Alors ESPERER COMME UNE EVIDENCE
Parce que cela donne du courage au quotidien, celui qui fait être debout jour après jour pour commencer une journée, ce courage invisible mais tellement essentiel.
Que ce soit au centre en accueillant dès le matin les enfants et les adultes accompagnateurs ou pour Féno tirer sa charrette à bras chargée de sac de riz ou pour Hasina faire 2H de bus pour rejoindre son collège ou pour Fara qui se lève des 3h pour vendre sa petite récolte de brèdes.
Espérer c’est cette petite force d’amour qui colore la vie et éclaire nos routes, c’est ce que je reçois des autres qui m’épatent inlassablement, me portent encore et encore et m’aident à être plus vivante. Espérer c’est aussi de ne pas être seule et le savoir, c’est accrocher à son cœur « un petit morceau de chiffon rouge » et chanter ensemble.

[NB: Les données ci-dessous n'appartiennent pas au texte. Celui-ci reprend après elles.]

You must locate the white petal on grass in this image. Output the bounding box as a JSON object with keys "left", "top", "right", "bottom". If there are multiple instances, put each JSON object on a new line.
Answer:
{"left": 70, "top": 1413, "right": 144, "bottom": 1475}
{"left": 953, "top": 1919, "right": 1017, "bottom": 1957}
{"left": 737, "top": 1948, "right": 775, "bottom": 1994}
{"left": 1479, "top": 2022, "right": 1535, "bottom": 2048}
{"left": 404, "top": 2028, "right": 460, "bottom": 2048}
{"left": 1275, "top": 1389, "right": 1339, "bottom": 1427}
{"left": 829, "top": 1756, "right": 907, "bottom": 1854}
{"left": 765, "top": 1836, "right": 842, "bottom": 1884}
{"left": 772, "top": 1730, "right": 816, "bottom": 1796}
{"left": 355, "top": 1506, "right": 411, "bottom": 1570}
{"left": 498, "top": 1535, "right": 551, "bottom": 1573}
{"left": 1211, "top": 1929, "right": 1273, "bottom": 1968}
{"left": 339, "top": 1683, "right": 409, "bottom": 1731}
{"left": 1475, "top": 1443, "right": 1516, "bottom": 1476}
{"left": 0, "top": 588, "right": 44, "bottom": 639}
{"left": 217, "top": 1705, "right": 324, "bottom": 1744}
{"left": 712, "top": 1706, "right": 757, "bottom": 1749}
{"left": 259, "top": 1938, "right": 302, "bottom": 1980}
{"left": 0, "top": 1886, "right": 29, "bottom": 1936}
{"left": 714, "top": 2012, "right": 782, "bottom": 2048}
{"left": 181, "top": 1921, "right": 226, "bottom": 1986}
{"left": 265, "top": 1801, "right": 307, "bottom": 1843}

« Ny olombelona dia mitovy amin’ny
taho voatavo: raha mihady ny tany ianao«
« L‘Humanité ressemble aux tiges des Citrouilles,
si on creuse le sol, la tige est unique.

CROIRE
Alors dans toute cette vie reçue, je découvre la présence d’un amour infini donné en abondance à travers les souffrances et impuissances rencontrées, mais aussi les incroyables initiatives de solidarité et de partage. Je découvre que ceux que l’on aime ou que l’on croise, peuvent nous surprendre par leur enthousiasme, par leur disponibilité, l’amitié qu’ils dégagent ; et qu’ils mettent de la lumière dans tout ce que nous pouvons entreprendre ensemble. J’ai envie de croire que le temps passé avec les autres quel qu’il soit n’est que du temps gagné. Que nous pouvons encore être nombreux à nous mobiliser, marcher et travailler à un monde plus juste et plus fraternel. Que nous en avons déjà dessiné une lueur. Je crois que ce qui se passe dans le monde me concerne et me renvoie à être encore plus solidaire avec d’autres ici à Madagascar, mais aussi chez moi là où je vis avec ma famille. Et que nos engagements en fraternité sont liés à une force d’amour qui nous dépasse et nous nourrit individuellement et collectivement.